On Tuesday 1 October, Gasunie Zuidwending B.V. will bring its fifth underground gas storage cavern into use. Four caverns have already been constructed in an earlier phase of the project.  With the completion of the fifth cavern and an extra compressor, Gasunie’s storage installation (natural gas buffer) near Zuidwending is ready to pull out all the stops to respond to the increasing demand for flexibility in the energy supply and it will offer opportunities for energy trading.

Fast, effective forms of energy storage are needed, among other things, as the proportion of wind and solar energy continues to rise. The extreme variations in energy production from wind and solar energy demand a storage medium that is able to react quickly in order to supplement shortages or temporarily store surpluses. The natural gas buffer also broadens trading options for customers. They can buy gas at a favourable price, store the gas in the storage facility and sell it at a strategic point in time, including within intra-day.

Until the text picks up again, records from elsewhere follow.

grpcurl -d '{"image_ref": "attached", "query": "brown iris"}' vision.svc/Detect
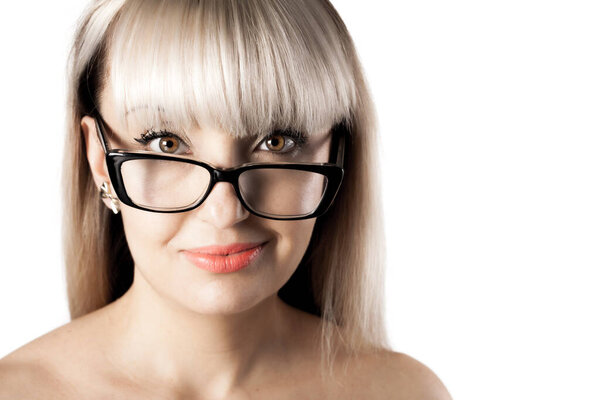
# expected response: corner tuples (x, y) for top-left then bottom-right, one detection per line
(266, 135), (285, 151)
(158, 137), (179, 153)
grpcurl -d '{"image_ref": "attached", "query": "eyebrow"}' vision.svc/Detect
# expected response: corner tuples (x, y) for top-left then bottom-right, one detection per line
(125, 104), (193, 146)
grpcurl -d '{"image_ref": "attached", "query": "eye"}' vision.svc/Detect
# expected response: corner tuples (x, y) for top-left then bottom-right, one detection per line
(135, 131), (189, 154)
(259, 133), (305, 154)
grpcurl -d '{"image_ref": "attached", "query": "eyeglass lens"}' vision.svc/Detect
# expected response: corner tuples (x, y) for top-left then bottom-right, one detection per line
(121, 159), (327, 216)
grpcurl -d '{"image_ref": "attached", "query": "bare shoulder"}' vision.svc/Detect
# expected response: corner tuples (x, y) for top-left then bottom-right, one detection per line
(0, 357), (70, 400)
(340, 351), (452, 400)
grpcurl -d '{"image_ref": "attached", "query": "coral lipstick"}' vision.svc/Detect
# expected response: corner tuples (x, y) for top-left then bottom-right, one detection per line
(183, 242), (266, 274)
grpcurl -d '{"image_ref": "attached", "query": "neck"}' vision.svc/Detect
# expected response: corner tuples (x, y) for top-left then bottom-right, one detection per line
(106, 268), (298, 398)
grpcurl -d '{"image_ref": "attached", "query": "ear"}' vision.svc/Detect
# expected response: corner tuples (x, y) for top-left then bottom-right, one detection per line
(81, 115), (115, 209)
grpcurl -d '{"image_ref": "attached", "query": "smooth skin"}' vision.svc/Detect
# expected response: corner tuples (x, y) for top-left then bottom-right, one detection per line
(0, 79), (450, 400)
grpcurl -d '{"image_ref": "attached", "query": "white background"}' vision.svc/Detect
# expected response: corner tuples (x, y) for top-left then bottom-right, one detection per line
(0, 0), (600, 400)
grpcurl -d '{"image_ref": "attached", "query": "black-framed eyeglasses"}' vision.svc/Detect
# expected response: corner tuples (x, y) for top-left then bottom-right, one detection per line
(92, 112), (350, 220)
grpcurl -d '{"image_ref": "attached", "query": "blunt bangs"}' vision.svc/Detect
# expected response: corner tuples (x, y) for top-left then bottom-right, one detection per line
(107, 0), (357, 138)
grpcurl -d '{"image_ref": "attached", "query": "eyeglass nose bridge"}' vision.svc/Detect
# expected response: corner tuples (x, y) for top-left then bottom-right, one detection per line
(196, 165), (247, 212)
(210, 168), (240, 187)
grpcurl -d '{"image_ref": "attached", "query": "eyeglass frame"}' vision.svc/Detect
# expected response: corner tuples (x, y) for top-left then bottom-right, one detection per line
(91, 111), (352, 221)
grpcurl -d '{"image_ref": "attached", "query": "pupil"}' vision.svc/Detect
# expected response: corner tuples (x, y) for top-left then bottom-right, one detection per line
(160, 139), (175, 150)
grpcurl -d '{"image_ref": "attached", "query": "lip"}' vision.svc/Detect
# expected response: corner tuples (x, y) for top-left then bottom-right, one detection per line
(183, 242), (267, 274)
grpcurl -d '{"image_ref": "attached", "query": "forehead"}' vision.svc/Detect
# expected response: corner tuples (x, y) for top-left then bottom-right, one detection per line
(101, 0), (356, 138)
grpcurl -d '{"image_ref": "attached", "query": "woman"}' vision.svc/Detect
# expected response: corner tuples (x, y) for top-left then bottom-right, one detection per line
(0, 0), (449, 399)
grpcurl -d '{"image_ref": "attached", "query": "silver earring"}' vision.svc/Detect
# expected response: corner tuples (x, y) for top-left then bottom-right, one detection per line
(100, 182), (119, 214)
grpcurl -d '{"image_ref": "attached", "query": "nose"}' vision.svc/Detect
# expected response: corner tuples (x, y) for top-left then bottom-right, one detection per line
(196, 182), (250, 229)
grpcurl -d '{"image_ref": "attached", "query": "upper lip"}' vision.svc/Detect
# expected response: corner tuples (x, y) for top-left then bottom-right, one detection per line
(185, 242), (266, 256)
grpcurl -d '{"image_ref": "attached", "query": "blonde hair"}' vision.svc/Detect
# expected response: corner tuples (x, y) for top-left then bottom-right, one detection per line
(63, 0), (390, 378)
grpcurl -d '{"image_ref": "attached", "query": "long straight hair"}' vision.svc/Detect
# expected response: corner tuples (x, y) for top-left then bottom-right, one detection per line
(63, 0), (390, 378)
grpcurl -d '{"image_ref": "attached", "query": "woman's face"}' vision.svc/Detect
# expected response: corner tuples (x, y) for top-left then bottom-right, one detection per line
(82, 79), (330, 314)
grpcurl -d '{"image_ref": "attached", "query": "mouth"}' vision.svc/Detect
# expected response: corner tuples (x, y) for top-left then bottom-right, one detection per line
(183, 242), (268, 274)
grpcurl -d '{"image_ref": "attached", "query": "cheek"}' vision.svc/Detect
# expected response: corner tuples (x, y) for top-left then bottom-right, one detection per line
(121, 208), (181, 265)
(274, 219), (315, 272)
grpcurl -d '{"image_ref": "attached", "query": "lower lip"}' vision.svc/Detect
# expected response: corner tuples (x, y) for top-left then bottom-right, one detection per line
(183, 243), (265, 274)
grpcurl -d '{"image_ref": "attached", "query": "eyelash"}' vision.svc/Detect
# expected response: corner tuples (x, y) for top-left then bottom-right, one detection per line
(134, 130), (308, 156)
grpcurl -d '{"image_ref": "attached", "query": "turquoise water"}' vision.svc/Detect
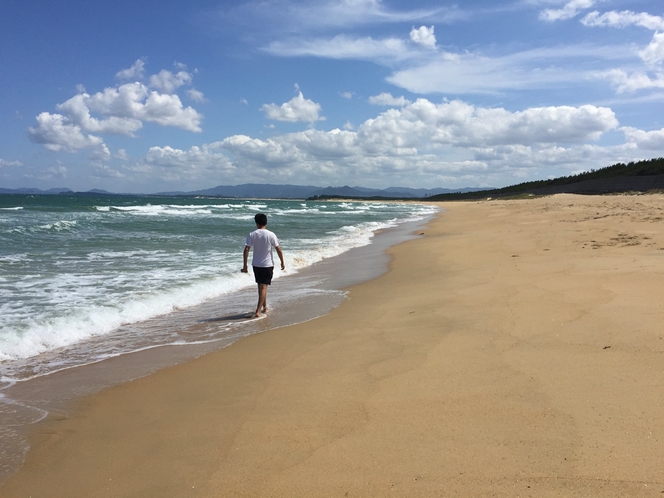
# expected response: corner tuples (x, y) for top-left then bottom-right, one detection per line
(0, 195), (435, 387)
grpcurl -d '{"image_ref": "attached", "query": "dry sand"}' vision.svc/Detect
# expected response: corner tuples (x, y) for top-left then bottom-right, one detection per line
(0, 195), (664, 498)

Giving the market a super-fast service
Gasunie Zuidwending B.V. is offering these extended storage capacities to the market from 1 October. The buffer’s unique efficiency means that energy suppliers and traders can respond extremely quickly to market movements. The buffer’s range of services is specifically coordinated to the speed of the buffer and will be further extended in the near future. With such features, the Zuidwending storage facility heightens the attraction of the Netherlands as a gas trading country. In this way, the Title Transfer Facility (TTF, Dutch gas trading platform) is further expanding its leading role on the European continent, with favourable effects for the availability of gas and gas price-setting in the Netherlands. With this new gas storage facility, the Netherlands is strengthening its position as the Northwest European ‘gas roundabout’ and customers can remain assured of a safe and constant gas supply.

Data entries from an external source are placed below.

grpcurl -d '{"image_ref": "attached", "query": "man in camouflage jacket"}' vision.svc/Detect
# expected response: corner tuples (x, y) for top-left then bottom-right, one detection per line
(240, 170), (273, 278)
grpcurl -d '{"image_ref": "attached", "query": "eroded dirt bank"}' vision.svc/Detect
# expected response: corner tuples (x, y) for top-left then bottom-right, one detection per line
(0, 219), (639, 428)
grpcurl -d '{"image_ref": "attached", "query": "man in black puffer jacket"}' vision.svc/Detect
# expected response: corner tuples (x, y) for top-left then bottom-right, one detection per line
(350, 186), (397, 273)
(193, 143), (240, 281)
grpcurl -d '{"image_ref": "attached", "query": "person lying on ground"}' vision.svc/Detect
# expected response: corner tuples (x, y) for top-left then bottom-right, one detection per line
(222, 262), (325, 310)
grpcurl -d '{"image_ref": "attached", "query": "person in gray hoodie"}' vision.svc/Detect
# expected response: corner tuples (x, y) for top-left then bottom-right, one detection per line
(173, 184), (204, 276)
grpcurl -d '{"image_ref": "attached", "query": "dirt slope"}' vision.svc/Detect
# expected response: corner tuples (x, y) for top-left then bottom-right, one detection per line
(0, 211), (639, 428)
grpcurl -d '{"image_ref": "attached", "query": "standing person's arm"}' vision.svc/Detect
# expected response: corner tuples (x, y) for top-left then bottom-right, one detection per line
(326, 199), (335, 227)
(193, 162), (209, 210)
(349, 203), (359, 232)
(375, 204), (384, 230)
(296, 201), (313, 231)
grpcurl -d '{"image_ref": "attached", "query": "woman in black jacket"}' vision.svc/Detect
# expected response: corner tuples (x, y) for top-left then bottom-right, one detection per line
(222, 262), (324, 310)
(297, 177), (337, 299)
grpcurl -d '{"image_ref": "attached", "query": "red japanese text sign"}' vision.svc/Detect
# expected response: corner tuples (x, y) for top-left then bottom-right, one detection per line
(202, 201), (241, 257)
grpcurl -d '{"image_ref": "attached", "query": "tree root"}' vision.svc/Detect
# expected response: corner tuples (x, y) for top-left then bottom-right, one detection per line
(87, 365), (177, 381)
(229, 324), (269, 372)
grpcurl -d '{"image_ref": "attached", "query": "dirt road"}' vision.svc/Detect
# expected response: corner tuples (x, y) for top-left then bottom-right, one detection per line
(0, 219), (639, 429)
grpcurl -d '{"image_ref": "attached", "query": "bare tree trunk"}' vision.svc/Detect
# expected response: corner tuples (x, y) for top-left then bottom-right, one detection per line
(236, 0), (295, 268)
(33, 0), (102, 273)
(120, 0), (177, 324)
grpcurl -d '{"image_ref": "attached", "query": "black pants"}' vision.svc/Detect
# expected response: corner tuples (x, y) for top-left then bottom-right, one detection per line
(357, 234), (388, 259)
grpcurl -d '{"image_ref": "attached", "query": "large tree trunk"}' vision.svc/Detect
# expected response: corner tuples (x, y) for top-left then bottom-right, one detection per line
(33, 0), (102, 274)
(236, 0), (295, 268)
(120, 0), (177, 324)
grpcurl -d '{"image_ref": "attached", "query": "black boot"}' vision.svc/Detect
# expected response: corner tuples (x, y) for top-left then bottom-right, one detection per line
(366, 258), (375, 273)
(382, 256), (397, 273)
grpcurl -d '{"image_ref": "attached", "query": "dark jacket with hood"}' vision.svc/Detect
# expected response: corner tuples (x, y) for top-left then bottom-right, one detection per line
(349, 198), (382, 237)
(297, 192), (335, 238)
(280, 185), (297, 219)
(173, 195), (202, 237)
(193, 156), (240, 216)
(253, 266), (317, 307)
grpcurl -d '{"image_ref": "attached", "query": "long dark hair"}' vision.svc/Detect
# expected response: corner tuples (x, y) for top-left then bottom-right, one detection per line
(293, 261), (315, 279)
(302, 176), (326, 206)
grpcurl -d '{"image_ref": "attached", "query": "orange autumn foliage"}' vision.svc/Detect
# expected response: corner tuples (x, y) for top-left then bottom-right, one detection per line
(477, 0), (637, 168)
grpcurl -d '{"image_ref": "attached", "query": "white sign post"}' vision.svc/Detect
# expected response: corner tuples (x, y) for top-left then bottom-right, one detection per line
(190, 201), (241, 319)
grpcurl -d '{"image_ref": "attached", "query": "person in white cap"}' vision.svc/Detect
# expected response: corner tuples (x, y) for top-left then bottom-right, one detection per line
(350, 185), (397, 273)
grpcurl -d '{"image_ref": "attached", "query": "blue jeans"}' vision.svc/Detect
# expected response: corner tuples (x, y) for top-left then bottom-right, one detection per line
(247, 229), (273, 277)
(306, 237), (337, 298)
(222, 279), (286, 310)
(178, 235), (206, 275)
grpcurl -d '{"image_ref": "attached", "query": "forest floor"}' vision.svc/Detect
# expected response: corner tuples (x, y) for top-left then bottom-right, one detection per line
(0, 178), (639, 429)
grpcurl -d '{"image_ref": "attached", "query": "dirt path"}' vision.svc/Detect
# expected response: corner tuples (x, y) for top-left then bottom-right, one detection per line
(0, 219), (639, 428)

Switching time: 30 minutes
The caverns’ salt layers were specially leached out for gas storage purposes, deep underground near Veendam in the province of Groningen. The five caverns contain flexible gas supplies which can absorb short-term differences in natural gas supply and demand. They are designed so as to be able to react quickly to sudden peaks and troughs in the demand for natural gas. Salt caverns make it possible to inject and deliver gas quickly. The use of two wells per cavern and the design of the aboveground installation means that they can switch within thirty minutes from maximum gas taken in to maximum gas pumped out. In this way, the facility is able to respond on demand to fluctuations in gas and energy requirements during the day, while the inflow of gas from other fields in the Netherlands, Norway and Russia remains constant. And so, even if there is a sudden cold snap, the heating will stay on in millions of homes, morning showers will be hot and gas-fired power plants can step up their power production at a moment’s notice. This fast response time sets the cavern storage facility at Zuidwending apart from other gas storages in the Netherlands (Norg, Grijpskerk, Bergermeer) in empty gas fields. These function more as seasonal reserves.

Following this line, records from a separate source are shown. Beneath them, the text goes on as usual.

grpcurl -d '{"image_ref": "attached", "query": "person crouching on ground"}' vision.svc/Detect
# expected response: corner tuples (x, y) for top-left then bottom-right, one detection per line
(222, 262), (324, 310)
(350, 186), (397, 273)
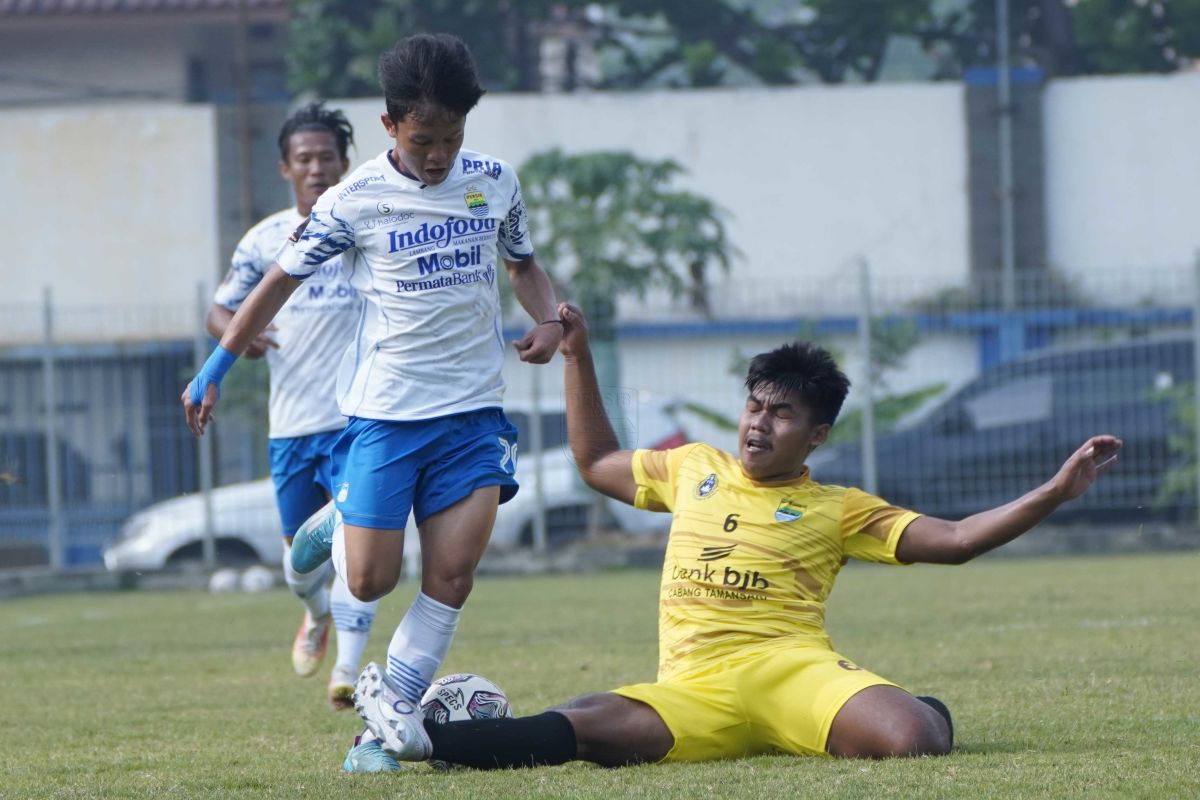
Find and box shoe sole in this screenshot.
[292,614,331,678]
[329,685,354,711]
[354,661,427,760]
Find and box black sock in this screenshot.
[425,711,575,770]
[917,697,954,747]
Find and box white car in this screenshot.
[104,397,688,571]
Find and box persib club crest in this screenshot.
[462,186,491,218]
[775,500,804,522]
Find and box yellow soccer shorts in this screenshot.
[614,645,896,762]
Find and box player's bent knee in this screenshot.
[421,572,475,608]
[554,692,674,766]
[827,686,950,758]
[346,573,400,603]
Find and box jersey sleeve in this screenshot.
[497,173,533,261]
[212,230,275,311]
[276,195,354,281]
[634,444,696,511]
[841,488,920,564]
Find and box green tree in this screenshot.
[287,0,556,97]
[520,150,736,419]
[288,0,1200,97]
[602,0,935,86]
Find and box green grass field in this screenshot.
[0,553,1200,800]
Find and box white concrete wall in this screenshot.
[1045,72,1200,302]
[337,83,968,314]
[0,74,1200,355]
[0,19,194,103]
[0,104,217,343]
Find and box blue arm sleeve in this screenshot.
[187,344,238,405]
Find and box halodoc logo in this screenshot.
[388,217,496,253]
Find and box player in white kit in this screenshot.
[206,103,379,709]
[182,35,563,751]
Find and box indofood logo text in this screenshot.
[388,217,496,253]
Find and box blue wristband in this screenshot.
[187,344,238,405]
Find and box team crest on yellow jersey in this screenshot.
[775,500,804,522]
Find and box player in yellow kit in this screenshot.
[352,303,1121,769]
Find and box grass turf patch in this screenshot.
[0,553,1200,800]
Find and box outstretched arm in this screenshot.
[558,302,637,505]
[896,435,1122,564]
[504,255,563,363]
[179,264,300,437]
[204,302,280,359]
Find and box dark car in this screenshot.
[809,337,1195,523]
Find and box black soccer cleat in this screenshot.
[917,697,954,750]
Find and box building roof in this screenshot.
[0,0,287,17]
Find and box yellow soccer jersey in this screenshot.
[634,444,919,680]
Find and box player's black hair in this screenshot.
[379,34,486,122]
[746,342,850,425]
[280,101,354,161]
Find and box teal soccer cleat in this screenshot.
[342,730,400,772]
[292,500,342,575]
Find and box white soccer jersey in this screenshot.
[280,150,533,420]
[214,209,362,439]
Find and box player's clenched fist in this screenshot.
[558,302,588,359]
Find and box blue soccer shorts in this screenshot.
[334,408,517,530]
[268,431,341,536]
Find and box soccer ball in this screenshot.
[421,673,512,722]
[421,673,512,770]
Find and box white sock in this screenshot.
[330,573,379,675]
[283,542,331,619]
[388,593,460,703]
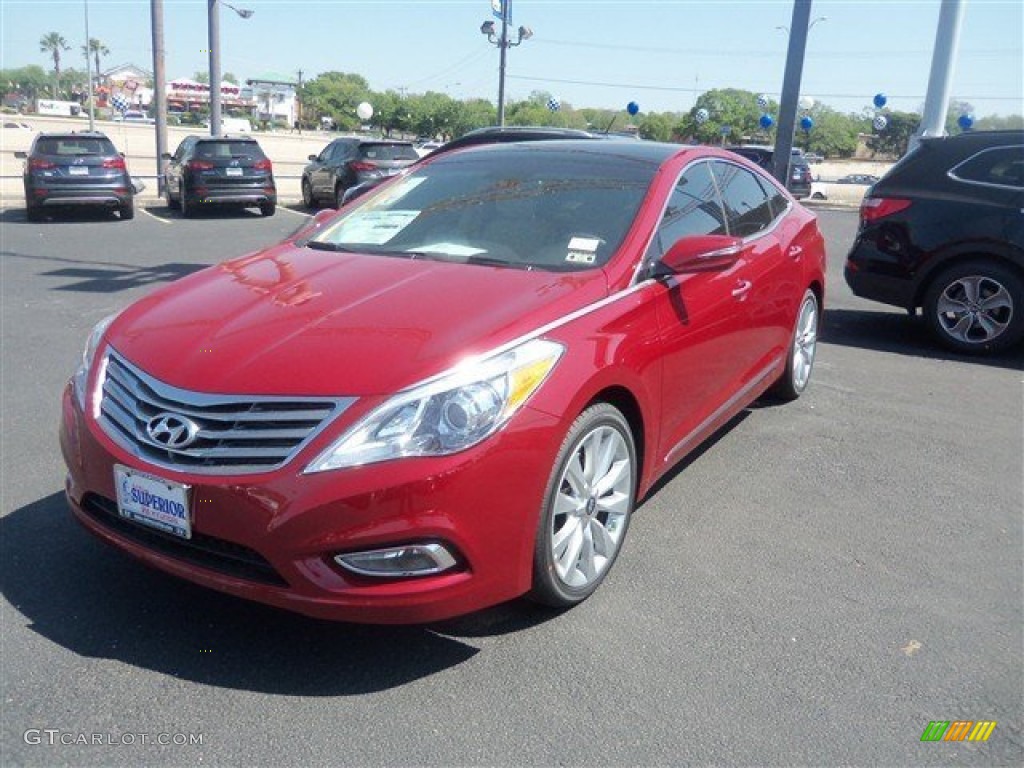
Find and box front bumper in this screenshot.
[60,385,563,624]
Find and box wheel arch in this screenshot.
[911,243,1024,308]
[578,385,647,498]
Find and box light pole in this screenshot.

More than one and a half Eiffel Towers
After three years of leaching activities, the cavern has been completed well within schedule and within budget. The natural gas buffer, which is connected to the Groningen gas transmission network, consists of an aboveground gas plant and five caverns at a depth of between 1,000 and 1,500 metres. The first four caverns, which were brought into use in early 2011, are around 300 metres high and 50 to 60 metres across. The fifth cavern is 500 metres high and around 80 metres across. The Eiffel Tower (324 m) would fit into the latest cavern around one and a half times. The natural gas is stored at a maximum pressure of 180 bar. Each cavern can make more than 50 to 60 million m3 of natural gas available to the market (working gas volume). From the five caverns, a maximum of 1.8 million m3 gas per hour can be produced and a maximum of 1 million m3 per hour can be injected. The gas storage facility involves an investment of more than € 600 million. The construction also provided substantial opportunities for extra employment. During the construction work, Gasunie took a lot of time to communicate with those in the surrounding area and with its neighbours. The neighbours and local authorities were closely involved in the project from the very beginning of planning in 2003.

On May 20, 2014 Gasunie Zuidwending changed its company name to EnergyStock. This news item was posted by EnergyStock’s predecessor Gasunie Zuidwending before the name change.